Join my free course, Project Management For Designers, to learn how to create a project template!
12. Use a bookkeeping tool
If you still do your bookkeeping in spreadsheets then maybe it's time to switch to using a system like Freshbooks* or Wave. These apps automatically import your transactions so you don't have to manually organize them anymore.
13. Organize your business receipts
It's time to stop pulling your hair out as you try and organize a year's worth of expenses from a shoebox of receipts. If you use Wave (it's free!) as your bookkeeping tool, it comes with a free app for your phone called Wave Receipts.
Every time you buy something for your business, use the app to take a photo of the receipt and it will store it in Wave!
14. Set up automatic meeting reminders
Do you email your clients a reminder before your meeting?
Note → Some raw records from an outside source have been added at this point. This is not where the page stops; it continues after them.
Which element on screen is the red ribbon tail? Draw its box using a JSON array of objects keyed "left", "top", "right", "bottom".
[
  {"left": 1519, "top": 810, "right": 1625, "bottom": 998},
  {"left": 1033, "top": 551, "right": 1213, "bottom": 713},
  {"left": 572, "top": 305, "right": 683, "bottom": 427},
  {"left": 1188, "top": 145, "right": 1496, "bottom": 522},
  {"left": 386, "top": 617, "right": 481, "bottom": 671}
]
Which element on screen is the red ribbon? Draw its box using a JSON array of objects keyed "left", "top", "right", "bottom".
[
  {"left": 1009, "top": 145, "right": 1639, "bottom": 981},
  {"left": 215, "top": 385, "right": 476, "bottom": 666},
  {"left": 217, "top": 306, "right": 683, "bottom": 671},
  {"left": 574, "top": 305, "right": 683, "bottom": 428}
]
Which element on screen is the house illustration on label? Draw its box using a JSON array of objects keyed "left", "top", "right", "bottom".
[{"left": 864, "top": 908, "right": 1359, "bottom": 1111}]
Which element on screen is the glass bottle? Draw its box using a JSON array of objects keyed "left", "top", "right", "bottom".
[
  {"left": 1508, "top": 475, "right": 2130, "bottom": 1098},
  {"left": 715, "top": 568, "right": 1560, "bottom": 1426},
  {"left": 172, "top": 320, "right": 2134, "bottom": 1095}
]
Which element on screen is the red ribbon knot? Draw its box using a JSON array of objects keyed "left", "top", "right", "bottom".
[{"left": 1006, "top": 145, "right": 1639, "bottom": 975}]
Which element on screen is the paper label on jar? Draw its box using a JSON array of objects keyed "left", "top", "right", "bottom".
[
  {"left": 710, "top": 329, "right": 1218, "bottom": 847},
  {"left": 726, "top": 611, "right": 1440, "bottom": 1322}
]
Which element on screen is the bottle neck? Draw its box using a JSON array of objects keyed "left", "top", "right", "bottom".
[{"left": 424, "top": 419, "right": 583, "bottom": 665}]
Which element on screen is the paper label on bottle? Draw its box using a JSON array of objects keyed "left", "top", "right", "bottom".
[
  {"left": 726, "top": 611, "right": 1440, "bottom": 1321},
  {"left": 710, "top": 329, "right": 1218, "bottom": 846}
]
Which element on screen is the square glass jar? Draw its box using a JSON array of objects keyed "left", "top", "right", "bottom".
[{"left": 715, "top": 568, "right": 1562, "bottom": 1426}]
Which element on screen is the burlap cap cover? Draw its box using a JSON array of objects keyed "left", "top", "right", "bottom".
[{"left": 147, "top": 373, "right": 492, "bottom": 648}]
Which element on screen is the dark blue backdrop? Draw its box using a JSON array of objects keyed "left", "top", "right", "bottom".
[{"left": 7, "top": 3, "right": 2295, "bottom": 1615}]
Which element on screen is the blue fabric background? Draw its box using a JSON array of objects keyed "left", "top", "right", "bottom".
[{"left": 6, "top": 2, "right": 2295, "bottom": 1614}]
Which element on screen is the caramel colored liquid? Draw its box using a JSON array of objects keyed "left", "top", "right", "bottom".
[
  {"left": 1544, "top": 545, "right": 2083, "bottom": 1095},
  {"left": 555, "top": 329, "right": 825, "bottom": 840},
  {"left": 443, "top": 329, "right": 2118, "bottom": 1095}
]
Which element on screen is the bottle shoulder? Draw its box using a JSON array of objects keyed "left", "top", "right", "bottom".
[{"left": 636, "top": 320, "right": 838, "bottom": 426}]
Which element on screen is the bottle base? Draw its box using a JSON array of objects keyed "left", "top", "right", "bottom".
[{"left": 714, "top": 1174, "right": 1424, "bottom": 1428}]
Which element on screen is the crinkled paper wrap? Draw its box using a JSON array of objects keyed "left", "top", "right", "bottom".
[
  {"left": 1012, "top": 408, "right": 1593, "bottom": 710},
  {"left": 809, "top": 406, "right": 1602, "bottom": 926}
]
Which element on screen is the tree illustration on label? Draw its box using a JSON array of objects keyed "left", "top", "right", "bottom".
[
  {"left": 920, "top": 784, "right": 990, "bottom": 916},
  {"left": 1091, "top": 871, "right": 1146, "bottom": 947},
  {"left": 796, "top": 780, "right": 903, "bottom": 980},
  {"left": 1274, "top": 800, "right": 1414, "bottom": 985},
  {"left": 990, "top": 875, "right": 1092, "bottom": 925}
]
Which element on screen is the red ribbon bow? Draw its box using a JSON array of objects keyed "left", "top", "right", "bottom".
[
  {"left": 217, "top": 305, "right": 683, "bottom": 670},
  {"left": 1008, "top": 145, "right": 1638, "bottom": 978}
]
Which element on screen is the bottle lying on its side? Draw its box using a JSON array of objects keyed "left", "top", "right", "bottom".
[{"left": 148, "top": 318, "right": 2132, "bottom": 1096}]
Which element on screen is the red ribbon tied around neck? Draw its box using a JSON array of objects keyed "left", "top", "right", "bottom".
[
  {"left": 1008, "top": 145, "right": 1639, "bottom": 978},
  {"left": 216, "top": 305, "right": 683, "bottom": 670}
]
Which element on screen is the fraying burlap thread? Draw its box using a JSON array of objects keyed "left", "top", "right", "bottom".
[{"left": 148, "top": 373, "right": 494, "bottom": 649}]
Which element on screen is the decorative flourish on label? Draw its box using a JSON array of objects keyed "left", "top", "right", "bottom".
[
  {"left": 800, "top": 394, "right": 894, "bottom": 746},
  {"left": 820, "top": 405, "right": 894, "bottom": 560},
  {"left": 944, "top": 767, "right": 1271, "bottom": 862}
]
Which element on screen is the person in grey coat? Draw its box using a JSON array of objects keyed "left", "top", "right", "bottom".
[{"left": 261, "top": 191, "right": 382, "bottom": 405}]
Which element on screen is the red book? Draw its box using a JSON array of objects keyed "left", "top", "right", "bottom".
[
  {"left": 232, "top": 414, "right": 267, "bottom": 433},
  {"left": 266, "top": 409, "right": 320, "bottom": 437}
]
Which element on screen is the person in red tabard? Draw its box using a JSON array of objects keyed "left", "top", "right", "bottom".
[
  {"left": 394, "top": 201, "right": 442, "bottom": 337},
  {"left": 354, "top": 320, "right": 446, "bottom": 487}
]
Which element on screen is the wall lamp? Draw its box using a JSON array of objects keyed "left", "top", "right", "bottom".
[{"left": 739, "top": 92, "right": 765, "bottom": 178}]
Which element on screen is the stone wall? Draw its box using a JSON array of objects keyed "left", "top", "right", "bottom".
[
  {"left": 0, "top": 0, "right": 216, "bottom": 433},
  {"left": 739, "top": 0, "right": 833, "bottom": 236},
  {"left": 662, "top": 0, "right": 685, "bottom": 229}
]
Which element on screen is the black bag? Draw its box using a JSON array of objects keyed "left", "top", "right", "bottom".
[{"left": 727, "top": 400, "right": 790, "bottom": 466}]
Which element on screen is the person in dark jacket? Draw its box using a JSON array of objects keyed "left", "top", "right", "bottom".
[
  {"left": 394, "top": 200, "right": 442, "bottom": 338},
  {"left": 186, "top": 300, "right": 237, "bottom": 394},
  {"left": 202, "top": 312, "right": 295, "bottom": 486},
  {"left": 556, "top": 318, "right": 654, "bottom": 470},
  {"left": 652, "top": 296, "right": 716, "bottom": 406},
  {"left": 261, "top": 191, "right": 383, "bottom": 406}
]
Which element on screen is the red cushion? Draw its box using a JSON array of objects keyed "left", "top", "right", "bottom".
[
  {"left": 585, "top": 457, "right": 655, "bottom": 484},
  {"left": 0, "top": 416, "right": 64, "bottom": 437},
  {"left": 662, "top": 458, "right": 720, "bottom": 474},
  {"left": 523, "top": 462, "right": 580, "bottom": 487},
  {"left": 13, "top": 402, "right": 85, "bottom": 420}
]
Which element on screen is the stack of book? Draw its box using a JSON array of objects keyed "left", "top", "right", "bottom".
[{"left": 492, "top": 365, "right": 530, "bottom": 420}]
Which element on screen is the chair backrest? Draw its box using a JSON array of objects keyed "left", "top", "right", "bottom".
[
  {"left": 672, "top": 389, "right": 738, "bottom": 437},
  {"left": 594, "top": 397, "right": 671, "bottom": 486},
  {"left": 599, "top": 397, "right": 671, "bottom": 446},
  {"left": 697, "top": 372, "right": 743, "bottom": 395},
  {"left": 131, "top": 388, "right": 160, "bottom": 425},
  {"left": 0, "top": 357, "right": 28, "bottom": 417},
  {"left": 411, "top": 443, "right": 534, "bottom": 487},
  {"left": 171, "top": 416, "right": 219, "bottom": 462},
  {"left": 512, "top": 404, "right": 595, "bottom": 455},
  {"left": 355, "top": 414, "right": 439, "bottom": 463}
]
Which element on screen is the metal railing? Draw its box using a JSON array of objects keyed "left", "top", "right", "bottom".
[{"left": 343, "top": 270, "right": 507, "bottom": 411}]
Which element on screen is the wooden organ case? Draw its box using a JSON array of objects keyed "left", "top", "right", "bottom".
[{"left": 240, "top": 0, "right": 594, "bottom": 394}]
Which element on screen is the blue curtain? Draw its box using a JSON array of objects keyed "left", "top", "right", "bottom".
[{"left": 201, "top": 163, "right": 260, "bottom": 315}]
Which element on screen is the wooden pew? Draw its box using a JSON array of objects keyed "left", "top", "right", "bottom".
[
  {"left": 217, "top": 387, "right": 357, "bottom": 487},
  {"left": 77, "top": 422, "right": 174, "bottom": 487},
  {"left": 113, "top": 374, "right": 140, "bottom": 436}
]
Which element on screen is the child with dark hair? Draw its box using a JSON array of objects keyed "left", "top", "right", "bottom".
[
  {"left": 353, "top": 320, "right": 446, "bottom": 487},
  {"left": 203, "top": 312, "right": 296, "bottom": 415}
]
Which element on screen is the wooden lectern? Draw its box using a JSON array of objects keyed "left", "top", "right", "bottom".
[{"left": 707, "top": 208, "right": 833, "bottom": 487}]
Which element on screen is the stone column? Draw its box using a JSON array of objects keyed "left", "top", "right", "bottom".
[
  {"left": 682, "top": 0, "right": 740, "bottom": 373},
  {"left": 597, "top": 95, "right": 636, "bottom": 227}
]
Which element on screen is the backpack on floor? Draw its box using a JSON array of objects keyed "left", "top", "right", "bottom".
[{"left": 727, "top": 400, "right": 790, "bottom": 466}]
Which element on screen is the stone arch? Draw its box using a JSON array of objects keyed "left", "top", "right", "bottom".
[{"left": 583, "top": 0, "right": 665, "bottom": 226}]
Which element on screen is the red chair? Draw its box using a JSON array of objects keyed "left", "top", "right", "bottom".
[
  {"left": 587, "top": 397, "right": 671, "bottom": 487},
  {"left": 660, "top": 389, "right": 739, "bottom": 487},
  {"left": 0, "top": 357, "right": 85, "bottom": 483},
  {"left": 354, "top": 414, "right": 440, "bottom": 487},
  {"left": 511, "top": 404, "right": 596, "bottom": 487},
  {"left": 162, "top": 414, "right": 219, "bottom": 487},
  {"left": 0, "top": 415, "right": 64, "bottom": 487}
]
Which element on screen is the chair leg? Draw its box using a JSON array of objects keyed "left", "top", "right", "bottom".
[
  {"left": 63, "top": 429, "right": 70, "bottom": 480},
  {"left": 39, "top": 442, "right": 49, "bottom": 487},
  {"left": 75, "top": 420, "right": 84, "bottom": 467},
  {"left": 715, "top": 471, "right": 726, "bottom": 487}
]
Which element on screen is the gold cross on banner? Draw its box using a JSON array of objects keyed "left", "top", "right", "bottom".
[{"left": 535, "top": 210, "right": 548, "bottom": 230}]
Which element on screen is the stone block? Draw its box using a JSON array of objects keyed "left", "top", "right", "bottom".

Well, you can stop that now. With scheduling systems like Calendly or Acuity Scheduling*, they can book a meeting through it and they'll receive automatic confirmations and reminders.
15. Follow-up with disappearing clients automatically
If you don't follow up with clients because you forget, you need to automate it. Schedule a follow-up email to send 30 days after your client's project is complete. To schedule emails to send at a later date, try using Streak.
Streak is a free Client Relationship Management tool you can add to Gmail. It does lots of awesome things like allow you to organize your clients, schedule emails to send later, manage canned emails better and MUCH more.
16. Follow up with unhappy clients automatically
If you receive a complaint from a client or customer, it's a good idea to resolve the situation and then follow up with them a couple of weeks later to see how they're getting on. To do this, just create an email template and schedule it using a Gmail add-on like Streak.
In my signature course, Organize & Automate, I show you how to set up and use Streak.
17. Automatically pay your bills
To make sure you never forget to pay a bill, set up a standing order in your bank account. A standing order is an instruction to your bank account to make regular fixed payments to a particular person or company. Set these up and forget about your bills! You have better things to spend your time on.
18. Send your contracts electronically
There was a time when my contract was a Word document, and every time I took on a client I'd have to open up the Word doc, find all the sections of the contract that needed editing, edit them, then save the contract before sending it.
I use Hellosign to automate this process. Hellosign let's you upload your contract and create editable fields for the client's name, address, payment and other details.
Each time you need to send a contract to your clients, just fill in the editable sections of your contract inside Hellosign and it will send the contract to your client for their electronic signature!
19. Automatically pay yourself each month
Has your debit card ever been declined because there's no money in it? Because you forgot to pay yourself this month's wages? It happened to me in January! Sooo embarrassing. To never forget to pay yourself again, log in to your online bank account and set up $XXXX to automatically go into your current account on the last day of every month.
20. Automate your file-saving process
Have you ever spent hours saving out client files in Adobe Illustrator? It's not fun. Automate the process by recording yourself saving out each file type. For example, below you'll see I have Illustrator actions for saving out main logos and logo variations.
Record actions for every type of file you regularly save out. From now on, it will take you MINUTES to save out files, not hours!
21. Create moodboard / style guide templates
Stop manually creating moodboards, style guides and website wireframes for every project. If you spend a little time creating templates for these things once, you'll be able to reuse them for years!